# found an older Molson Golden Ale can



## RCO (Sep 19, 2017)

recently found this when exploring a wooded area beside a park/falls area . it was rate near the road in some leaves under some pine trees .  was surprised no one had removed it by now as it was somewhat visible 

anyways I don't really know that much about beer cans , it does appear to have been there for some time . 2 clues that its older are fact its still in OZ as Canada switched to metric system in 1970 and it only lists Toronto and Montreal breweries (  know at one point there was a few other cities listed on the cans )  

 also don't think they sell Molson Golden Ale in Canada anymore , at least I can't recall ever seeing a modern can or bottle for it 

you can see it has a lot of rust by now and one side is better than the other


----------



## CanadianBottles (Sep 19, 2017)

Probably dates to the mid-late 60's or early-mid 70's.  Although metrification started in 1970 it wasn't introduced onto product labels for a few more years.
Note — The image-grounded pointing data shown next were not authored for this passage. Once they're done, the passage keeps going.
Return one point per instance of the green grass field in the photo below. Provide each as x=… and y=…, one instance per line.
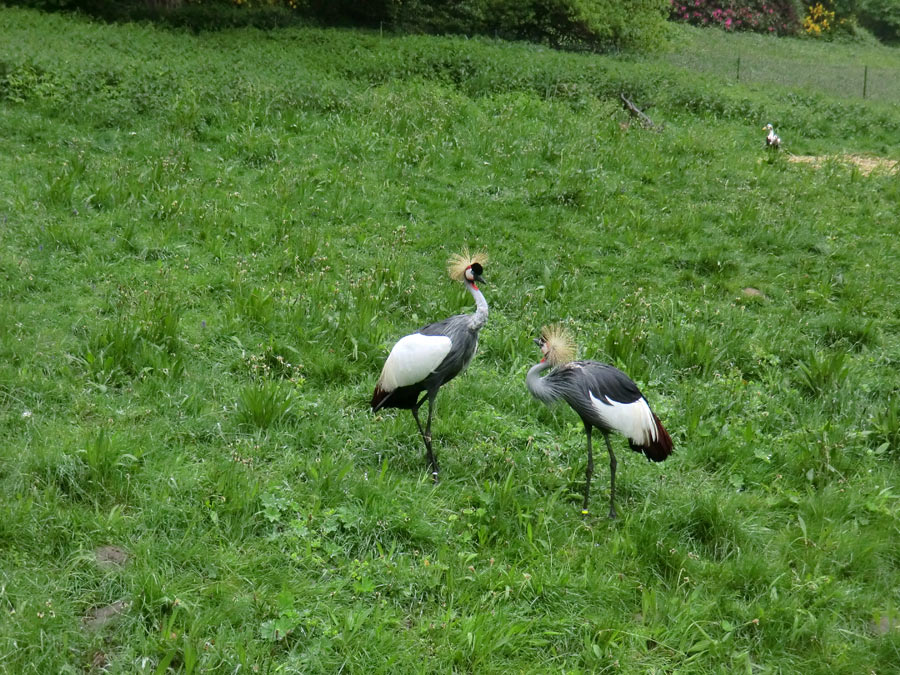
x=208, y=244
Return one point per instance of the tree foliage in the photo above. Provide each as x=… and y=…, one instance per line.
x=592, y=24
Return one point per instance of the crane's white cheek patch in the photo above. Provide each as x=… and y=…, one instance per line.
x=634, y=420
x=412, y=359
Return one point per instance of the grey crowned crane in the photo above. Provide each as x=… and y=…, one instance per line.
x=604, y=397
x=773, y=140
x=422, y=362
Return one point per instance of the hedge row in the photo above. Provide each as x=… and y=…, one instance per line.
x=593, y=24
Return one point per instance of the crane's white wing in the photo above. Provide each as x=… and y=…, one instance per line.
x=412, y=359
x=634, y=420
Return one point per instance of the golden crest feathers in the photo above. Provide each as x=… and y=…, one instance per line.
x=560, y=344
x=457, y=264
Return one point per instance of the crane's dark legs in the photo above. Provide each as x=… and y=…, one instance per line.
x=612, y=479
x=426, y=434
x=589, y=471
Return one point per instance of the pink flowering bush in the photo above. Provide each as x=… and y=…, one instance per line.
x=778, y=17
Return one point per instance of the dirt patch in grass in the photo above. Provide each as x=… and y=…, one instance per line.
x=866, y=164
x=111, y=556
x=98, y=617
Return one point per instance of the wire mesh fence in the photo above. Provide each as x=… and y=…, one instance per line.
x=841, y=80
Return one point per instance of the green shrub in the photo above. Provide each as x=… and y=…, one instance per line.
x=882, y=17
x=592, y=24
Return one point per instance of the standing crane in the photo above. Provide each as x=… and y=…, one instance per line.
x=773, y=140
x=603, y=396
x=434, y=354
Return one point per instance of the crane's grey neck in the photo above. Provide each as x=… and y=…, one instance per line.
x=539, y=387
x=479, y=318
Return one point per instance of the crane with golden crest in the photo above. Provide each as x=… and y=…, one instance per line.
x=603, y=396
x=422, y=362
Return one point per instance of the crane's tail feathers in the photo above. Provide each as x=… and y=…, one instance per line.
x=660, y=447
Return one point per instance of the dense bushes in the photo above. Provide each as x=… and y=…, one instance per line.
x=780, y=17
x=882, y=17
x=594, y=24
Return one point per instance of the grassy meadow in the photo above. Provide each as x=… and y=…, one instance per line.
x=208, y=244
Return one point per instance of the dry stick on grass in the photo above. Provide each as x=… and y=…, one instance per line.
x=646, y=122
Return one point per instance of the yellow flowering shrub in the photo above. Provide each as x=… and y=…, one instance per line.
x=819, y=20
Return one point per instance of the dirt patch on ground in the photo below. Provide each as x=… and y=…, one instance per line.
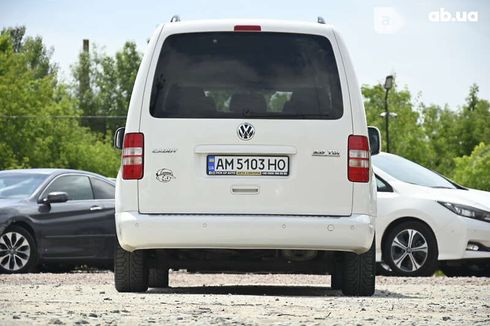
x=241, y=299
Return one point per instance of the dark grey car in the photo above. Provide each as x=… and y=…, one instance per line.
x=55, y=217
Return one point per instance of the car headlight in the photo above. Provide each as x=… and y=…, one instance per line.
x=467, y=211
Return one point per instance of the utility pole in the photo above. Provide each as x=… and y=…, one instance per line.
x=387, y=86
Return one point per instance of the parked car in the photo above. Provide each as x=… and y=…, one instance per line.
x=55, y=218
x=245, y=148
x=426, y=221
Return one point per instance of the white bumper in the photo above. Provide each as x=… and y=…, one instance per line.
x=454, y=239
x=141, y=231
x=477, y=232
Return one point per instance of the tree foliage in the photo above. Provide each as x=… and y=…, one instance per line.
x=430, y=135
x=43, y=122
x=39, y=125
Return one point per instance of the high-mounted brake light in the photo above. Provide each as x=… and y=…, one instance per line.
x=247, y=28
x=358, y=159
x=132, y=156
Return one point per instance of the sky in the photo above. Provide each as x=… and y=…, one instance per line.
x=437, y=49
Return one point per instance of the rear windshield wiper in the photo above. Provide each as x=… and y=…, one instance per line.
x=249, y=114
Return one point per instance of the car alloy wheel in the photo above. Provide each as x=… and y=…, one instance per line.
x=409, y=250
x=15, y=251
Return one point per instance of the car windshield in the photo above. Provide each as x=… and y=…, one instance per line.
x=19, y=185
x=410, y=172
x=246, y=75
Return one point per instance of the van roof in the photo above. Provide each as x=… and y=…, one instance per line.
x=266, y=25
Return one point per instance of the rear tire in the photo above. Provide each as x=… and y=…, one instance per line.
x=410, y=249
x=359, y=273
x=158, y=278
x=18, y=251
x=130, y=270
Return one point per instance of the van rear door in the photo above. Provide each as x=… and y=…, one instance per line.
x=246, y=123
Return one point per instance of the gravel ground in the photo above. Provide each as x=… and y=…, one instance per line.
x=90, y=298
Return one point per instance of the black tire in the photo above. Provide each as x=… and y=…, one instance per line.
x=408, y=261
x=336, y=281
x=158, y=278
x=359, y=273
x=18, y=251
x=56, y=268
x=130, y=270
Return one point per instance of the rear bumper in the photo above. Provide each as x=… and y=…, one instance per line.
x=141, y=231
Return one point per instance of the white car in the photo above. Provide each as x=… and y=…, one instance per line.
x=425, y=221
x=245, y=149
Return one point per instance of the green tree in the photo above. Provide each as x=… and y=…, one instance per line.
x=103, y=85
x=473, y=170
x=39, y=125
x=407, y=137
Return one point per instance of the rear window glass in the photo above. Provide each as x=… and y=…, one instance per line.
x=246, y=75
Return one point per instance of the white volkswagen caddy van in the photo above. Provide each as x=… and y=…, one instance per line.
x=245, y=149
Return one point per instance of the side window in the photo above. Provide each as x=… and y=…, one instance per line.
x=382, y=185
x=76, y=186
x=102, y=190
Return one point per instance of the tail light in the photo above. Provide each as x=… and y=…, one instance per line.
x=358, y=159
x=132, y=156
x=247, y=28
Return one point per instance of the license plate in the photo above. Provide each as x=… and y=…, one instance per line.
x=248, y=165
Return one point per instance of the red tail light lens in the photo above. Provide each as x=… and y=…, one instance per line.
x=247, y=28
x=132, y=156
x=358, y=159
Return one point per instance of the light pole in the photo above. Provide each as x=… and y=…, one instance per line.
x=387, y=86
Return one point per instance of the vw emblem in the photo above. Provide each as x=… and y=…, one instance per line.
x=245, y=131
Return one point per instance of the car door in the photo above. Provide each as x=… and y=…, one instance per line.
x=72, y=230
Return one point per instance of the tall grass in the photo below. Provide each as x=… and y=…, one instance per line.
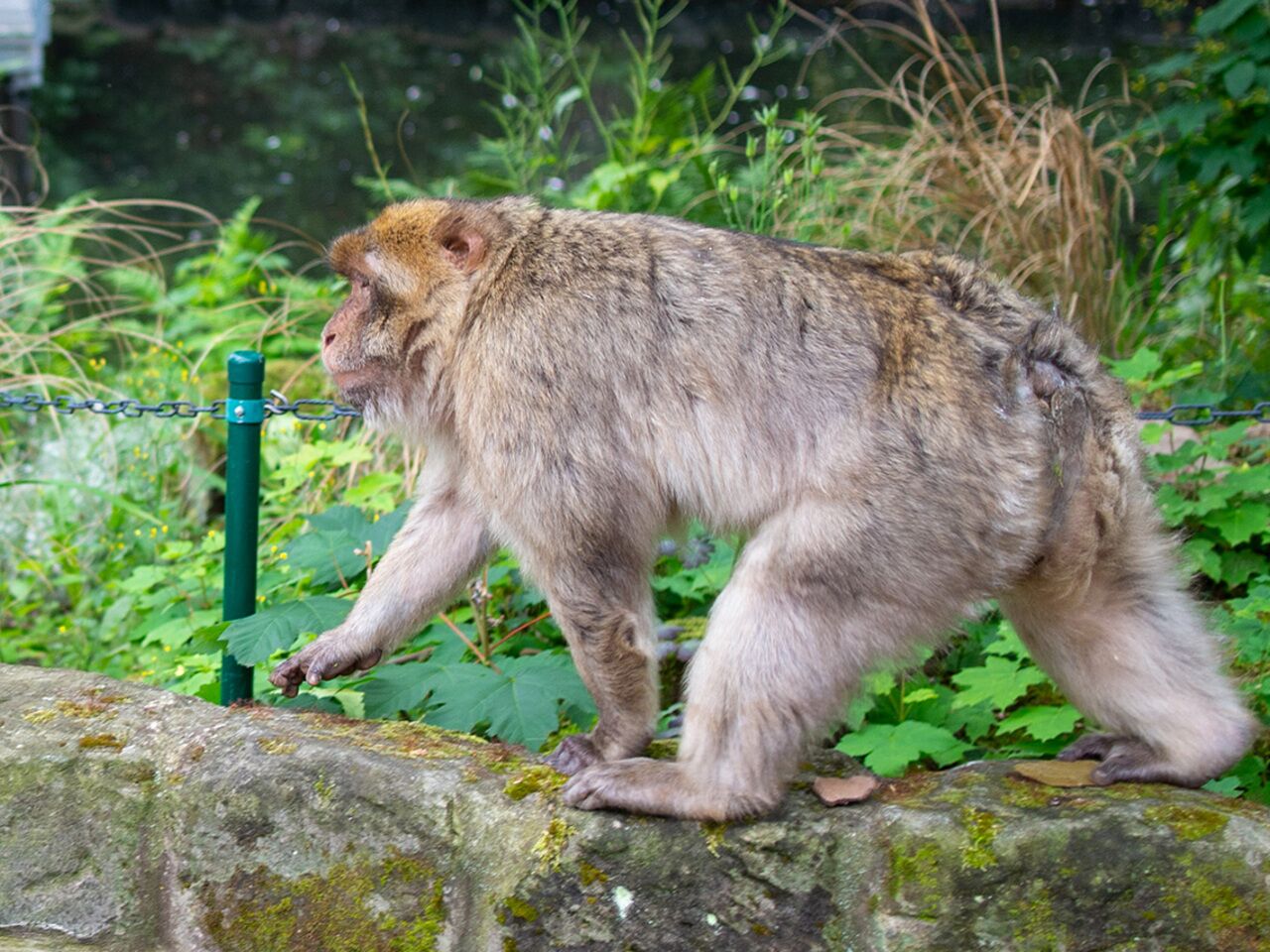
x=949, y=153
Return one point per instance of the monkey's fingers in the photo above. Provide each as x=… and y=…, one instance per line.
x=287, y=676
x=335, y=664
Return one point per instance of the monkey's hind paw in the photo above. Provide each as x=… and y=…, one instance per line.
x=1127, y=761
x=575, y=753
x=1091, y=747
x=638, y=784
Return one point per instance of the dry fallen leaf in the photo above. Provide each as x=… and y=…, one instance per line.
x=1058, y=774
x=835, y=791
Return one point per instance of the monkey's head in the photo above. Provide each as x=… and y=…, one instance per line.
x=411, y=273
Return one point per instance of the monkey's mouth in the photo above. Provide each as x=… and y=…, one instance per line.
x=357, y=386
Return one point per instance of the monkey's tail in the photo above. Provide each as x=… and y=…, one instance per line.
x=1095, y=454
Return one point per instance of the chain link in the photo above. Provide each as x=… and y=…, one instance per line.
x=64, y=405
x=1205, y=414
x=278, y=405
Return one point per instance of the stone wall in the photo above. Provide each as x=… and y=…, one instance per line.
x=135, y=819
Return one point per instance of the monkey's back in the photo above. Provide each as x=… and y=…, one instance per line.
x=740, y=373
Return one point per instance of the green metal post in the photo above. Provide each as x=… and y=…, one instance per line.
x=244, y=413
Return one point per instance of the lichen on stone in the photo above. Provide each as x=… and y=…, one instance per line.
x=521, y=909
x=535, y=778
x=111, y=742
x=980, y=828
x=344, y=909
x=915, y=878
x=714, y=834
x=277, y=746
x=1187, y=821
x=589, y=875
x=552, y=843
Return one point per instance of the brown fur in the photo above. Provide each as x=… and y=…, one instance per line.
x=901, y=435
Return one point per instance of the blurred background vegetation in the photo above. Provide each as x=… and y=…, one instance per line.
x=190, y=159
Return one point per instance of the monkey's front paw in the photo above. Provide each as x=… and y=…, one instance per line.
x=1127, y=761
x=640, y=784
x=1091, y=747
x=325, y=657
x=575, y=753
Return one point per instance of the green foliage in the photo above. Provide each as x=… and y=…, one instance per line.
x=111, y=539
x=1209, y=250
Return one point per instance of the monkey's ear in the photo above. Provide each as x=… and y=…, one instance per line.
x=463, y=245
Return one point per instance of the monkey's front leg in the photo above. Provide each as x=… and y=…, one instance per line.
x=440, y=546
x=611, y=640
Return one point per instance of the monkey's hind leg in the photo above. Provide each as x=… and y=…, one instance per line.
x=788, y=638
x=1128, y=648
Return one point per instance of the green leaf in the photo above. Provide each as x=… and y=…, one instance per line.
x=1007, y=644
x=1238, y=79
x=521, y=705
x=394, y=688
x=1042, y=721
x=382, y=530
x=1000, y=682
x=889, y=748
x=1242, y=522
x=327, y=555
x=1202, y=556
x=1141, y=367
x=1222, y=16
x=1241, y=565
x=253, y=639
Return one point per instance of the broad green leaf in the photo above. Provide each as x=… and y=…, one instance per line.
x=521, y=705
x=144, y=578
x=889, y=748
x=1000, y=682
x=1222, y=16
x=1043, y=722
x=1202, y=556
x=1241, y=565
x=1007, y=644
x=329, y=555
x=253, y=639
x=393, y=688
x=381, y=531
x=340, y=517
x=1142, y=366
x=1239, y=524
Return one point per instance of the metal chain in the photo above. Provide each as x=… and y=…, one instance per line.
x=278, y=405
x=1205, y=414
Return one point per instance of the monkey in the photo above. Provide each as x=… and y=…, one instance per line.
x=898, y=436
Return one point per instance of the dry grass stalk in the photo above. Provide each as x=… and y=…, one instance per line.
x=959, y=160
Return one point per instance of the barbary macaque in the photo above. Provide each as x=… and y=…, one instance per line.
x=898, y=435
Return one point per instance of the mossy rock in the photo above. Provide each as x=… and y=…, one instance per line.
x=135, y=819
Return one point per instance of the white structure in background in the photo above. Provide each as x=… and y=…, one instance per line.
x=24, y=30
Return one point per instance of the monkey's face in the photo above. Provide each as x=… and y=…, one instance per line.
x=409, y=275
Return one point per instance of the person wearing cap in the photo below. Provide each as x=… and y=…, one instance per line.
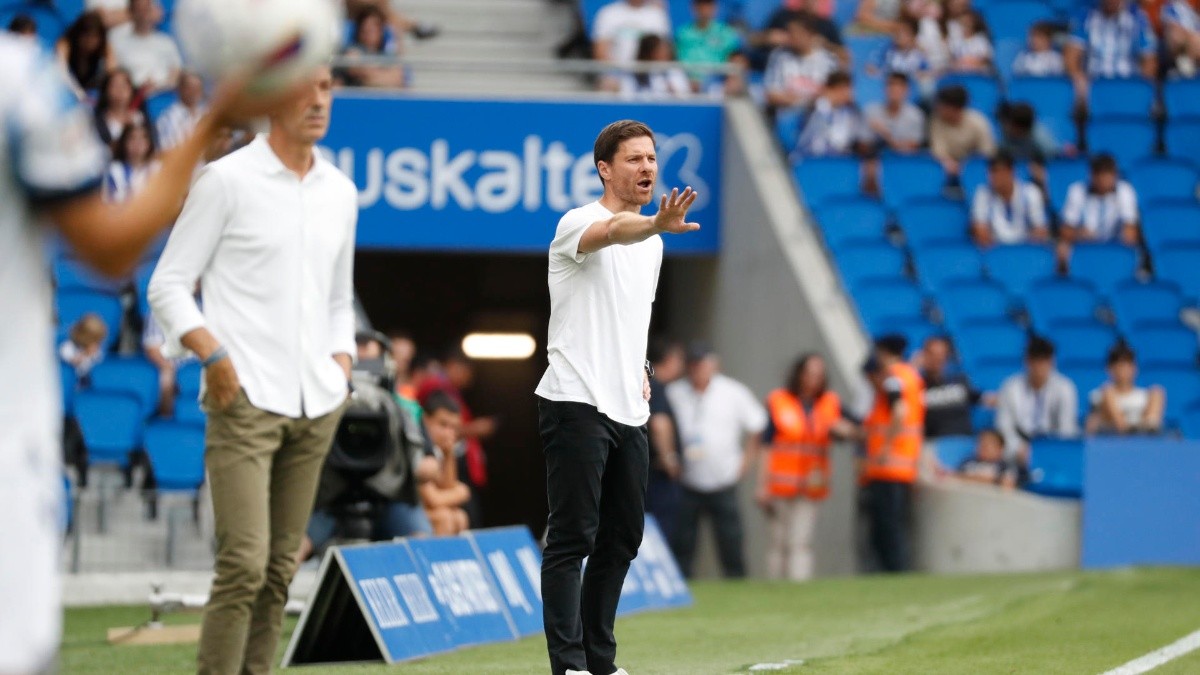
x=720, y=422
x=894, y=436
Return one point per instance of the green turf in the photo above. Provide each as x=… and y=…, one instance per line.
x=1045, y=623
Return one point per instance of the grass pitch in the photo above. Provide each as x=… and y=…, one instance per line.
x=1043, y=623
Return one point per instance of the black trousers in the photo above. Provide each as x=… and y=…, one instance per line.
x=888, y=508
x=595, y=485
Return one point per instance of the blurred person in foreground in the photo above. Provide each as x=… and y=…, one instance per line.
x=57, y=167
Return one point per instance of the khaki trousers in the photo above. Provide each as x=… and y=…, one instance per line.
x=263, y=471
x=790, y=550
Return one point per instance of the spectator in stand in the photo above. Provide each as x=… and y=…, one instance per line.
x=797, y=71
x=1114, y=39
x=85, y=54
x=671, y=83
x=948, y=395
x=179, y=119
x=1039, y=57
x=898, y=123
x=83, y=348
x=149, y=54
x=1120, y=406
x=720, y=423
x=371, y=41
x=958, y=131
x=1007, y=209
x=1037, y=402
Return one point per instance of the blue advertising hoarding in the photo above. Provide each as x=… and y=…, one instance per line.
x=496, y=175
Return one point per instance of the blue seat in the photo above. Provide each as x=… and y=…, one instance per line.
x=1165, y=346
x=852, y=221
x=1181, y=99
x=1018, y=266
x=823, y=178
x=177, y=455
x=907, y=178
x=111, y=423
x=1167, y=226
x=1120, y=97
x=1146, y=305
x=135, y=376
x=1056, y=467
x=933, y=221
x=1163, y=179
x=1105, y=266
x=1126, y=139
x=942, y=266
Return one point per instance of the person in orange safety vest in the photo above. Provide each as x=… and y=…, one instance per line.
x=805, y=417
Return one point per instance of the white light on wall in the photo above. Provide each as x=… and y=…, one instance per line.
x=499, y=345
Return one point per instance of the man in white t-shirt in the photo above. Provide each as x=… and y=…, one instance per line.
x=621, y=25
x=720, y=422
x=150, y=55
x=592, y=408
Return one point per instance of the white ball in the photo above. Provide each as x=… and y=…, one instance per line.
x=293, y=37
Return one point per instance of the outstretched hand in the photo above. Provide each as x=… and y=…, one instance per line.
x=672, y=216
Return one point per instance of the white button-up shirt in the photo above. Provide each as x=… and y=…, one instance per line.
x=275, y=258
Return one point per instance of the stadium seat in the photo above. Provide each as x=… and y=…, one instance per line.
x=1061, y=302
x=1128, y=141
x=1120, y=97
x=933, y=221
x=1105, y=266
x=906, y=178
x=135, y=376
x=1165, y=346
x=857, y=220
x=177, y=454
x=1146, y=305
x=1181, y=97
x=112, y=425
x=1018, y=266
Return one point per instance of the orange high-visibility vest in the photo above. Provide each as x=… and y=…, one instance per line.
x=798, y=460
x=895, y=460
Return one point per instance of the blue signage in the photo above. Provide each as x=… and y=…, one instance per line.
x=496, y=175
x=514, y=560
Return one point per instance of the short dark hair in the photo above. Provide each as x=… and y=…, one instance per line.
x=1038, y=347
x=441, y=400
x=612, y=136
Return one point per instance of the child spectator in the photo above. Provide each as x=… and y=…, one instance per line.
x=444, y=496
x=1120, y=406
x=1039, y=57
x=83, y=348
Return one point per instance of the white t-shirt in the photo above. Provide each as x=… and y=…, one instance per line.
x=713, y=425
x=624, y=25
x=599, y=320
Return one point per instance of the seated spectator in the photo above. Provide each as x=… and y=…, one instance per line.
x=1120, y=406
x=1181, y=37
x=797, y=71
x=1007, y=209
x=83, y=348
x=898, y=123
x=445, y=495
x=1102, y=209
x=370, y=41
x=1039, y=57
x=671, y=83
x=1037, y=402
x=989, y=464
x=84, y=52
x=179, y=119
x=149, y=54
x=958, y=131
x=1113, y=40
I'd never even heard of Molson Golden Ale before this post, looking online it looks like it was discontinued years ago and some people still sorely miss it.


----------



## RCO (Sep 20, 2017)

CanadianBottles said:


> Probably dates to the mid-late 60's or early-mid 70's.  Although metrification started in 1970 it wasn't introduced onto product labels for a few more years.
> 
> I'd never even heard of Molson Golden Ale before this post, looking online it looks like it was discontinued years ago and some people still sorely miss it.



I'd also assume late 60's or early 70's , I can't recall ever seeing Molson golden for sale here . some posts online seem to indicate it might be sold in the US ? or somewhere other than Ontario ( there is pics of a newer bottle )  . but does seem to have been a brand dropped here


----------



## CanadianBottles (Sep 22, 2017)

From what I saw online there is another beer called Molson Golden that's sold in the US, but it's not the same stuff that was in those cans.


----------